Today a spokesperson for the council said the Financial Times’ report was a snapshot in time that misrepresents the current position.
She told the Thurrock Independent: “Thurrock Council is fortunate to be in a financially secure position, and in terms of financial stability the most important reserve is the council’s ‘general fund unallocated balance’.
“This has stayed stable at £8m since 2015 and has, as widely reported, increased by 38% to £11m as at 31 March 2018. In addition, the council was recently presented with a four year balanced budget demonstrating still greater stability.
“A Financial Times article published on Friday, 13 April about ‘council reserves’ was a snapshot in time that misrepresents the current position.
“It included earmarked reserves that are, by definition, earmarked for specific reasons. For instance, they included the amount set aside to buy Serco out of their contract with the council – circa £10m – and balances held for schools that have reduced by £6m over the period as more schools transferred to academies. They also include government grants that are for specific schemes and not for a council’s general use.”
Thurrock Council’s portfolio holder for corporate services, Cllr Shane Hebb, also commented on the story by the FT.
He told the Thurrock Independent: “It is fact that Thurrock Council’s “rainy day” general fund reserve has increased by 40% since 2016 from £8m to £11m. Thurrock Council’s frontline hasn’t been this well protected in decades.
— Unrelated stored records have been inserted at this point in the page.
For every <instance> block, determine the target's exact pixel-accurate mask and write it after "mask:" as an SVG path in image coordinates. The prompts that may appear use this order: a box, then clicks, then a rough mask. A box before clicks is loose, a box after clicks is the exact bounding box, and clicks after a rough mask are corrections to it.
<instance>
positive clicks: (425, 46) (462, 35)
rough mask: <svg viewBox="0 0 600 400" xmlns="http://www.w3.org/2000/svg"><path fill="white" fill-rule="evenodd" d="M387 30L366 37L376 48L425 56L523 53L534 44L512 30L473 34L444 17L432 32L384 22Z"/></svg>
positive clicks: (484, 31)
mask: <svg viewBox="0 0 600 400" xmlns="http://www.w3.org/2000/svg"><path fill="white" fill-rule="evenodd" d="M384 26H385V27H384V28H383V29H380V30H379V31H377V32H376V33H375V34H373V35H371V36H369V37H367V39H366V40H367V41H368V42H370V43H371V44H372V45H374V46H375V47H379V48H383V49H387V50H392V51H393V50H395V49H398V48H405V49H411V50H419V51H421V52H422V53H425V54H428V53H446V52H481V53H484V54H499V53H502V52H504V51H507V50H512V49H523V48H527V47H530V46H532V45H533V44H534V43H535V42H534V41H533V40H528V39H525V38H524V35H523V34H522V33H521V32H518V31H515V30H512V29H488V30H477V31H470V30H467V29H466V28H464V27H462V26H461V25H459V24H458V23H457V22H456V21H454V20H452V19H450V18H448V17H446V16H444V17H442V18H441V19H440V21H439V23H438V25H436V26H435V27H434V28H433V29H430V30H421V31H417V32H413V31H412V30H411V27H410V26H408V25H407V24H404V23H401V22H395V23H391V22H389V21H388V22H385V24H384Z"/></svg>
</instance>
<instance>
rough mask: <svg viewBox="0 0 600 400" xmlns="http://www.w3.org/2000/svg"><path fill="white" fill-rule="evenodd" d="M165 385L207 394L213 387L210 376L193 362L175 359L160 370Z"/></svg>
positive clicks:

“The Financial Times article is talking about money held – so called ‘ear-marked reserves’ – that includes funds for projects such as school building and other capital plans, or, money that the council held but then handed over when schools moved from council-maintained to academy schools. A lot of what the FT reports on, is the latter.
“Taxpayers expect their institutions to have enough cash to fall back on in the event of a financial crisis, but conversely, not sit idly on their tax-levied funds. Thurrock Conservatives agree – thus our review of reserves to ensure the council doesn’t sit on council tax payers money for no reason. It is not right to set aside money for a purpose – classroom building, the new integrated medical centres, as examples – and then not spend it as intended.
“Unlike other councils we haven’t written to Westminster to raise concerns about our income levels – instead we have set a balanced budget for four years and increased our reserves to ensure our services are further protected”.